Quote:
Originally Posted by wavoman /img/forum/go_quote.gif
The statistical reasoning presented by some posters here, while correct, is based on classic significance testing, which begins with the assumption (the "null hypothesis") that there is no difference between the two systms and will not move from that hypothesis unless there is major-league evidence in the other direction. It also assumes a homogeneous population vis-a-vis the ability to detect a difference.
Not appropriate here.
|
I think this is still the way it should be. If an inventor produces a new system and declares it is "better" you really do want to see some hard evidence and you want to be cautious at least. So the inventor has to provide evidence that system B is better than system A. Since better is difficult to quantify (and preference can go against technical superiority, see CD vs LP
) we often settle on testing for different. If not different then B cannot be better than A.
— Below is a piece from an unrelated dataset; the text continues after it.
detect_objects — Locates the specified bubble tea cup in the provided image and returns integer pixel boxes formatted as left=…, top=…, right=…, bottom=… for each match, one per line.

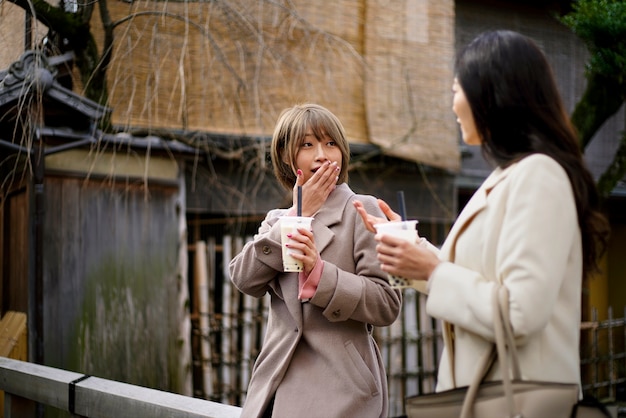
left=373, top=220, right=419, bottom=288
left=279, top=216, right=314, bottom=272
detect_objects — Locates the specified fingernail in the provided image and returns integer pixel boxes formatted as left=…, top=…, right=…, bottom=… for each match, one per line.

As for distribution of discriminatory abilities this is a straw man. Look at all the most interesting AES listening test papers they all describe the listening populations, often (Benjamin and Gannon , Ashihara et al, Meyer and Moran, Blech and Yang***) they deliberately choose subjects whose abilities should be better than average. In short they often go out of their way to give System B as strong a chance as possible.
Quote:
Think like this: suppose there is in fact a small difference, not always obvious, but some of the time A sounds better than B to some individuals (and never the other way). |
This is a hypothesis that you must go out and find evidence for before going further. If you can find evidence for this then you can proceed.
Quote:
With this hypothesis, people who really can hear a difference some of the time, and would like therefore to own A instead of B, still post results that would seem to only be chance. |
If the data does not support the model then the model has to be revisited
Quote:
The way out of the bind is to isolate the subjects who show a preference for A over B (not significant, but in the right direction), and re-test them. |
This is called cherry picking , I have done this myself and I have an ongoing debate with one of my committee members about how valid it is, in the sub-field of the academic community which I am nominally active in this is a semi common practice. You can justify it but you really have to have a strong case to do it. I do not think it is a valid approach here.
Quote:
Moreover the published tests are not well done, they don't simulate real listening, they ask for difficult (A/B/X) instead of realistic (A>B) comparisons, etc. etc. ... all discussed in other threads. |
First establish a difference then worry about preference, without difference preference is meaningless. In any case I and many others have successfully used ABX testing to show discrimination of real differences between things like codecs, file formats, distortion levels, volume levels, frequencies and so on. ABX testing can be really sensitive and there are positive results out there if you look for them.
The reason ABX testing gets a bad press in some quarters is that it flies in the face of accepted audiophile wisdom. It is uncomfortable to have evidence that contradicts a given world view.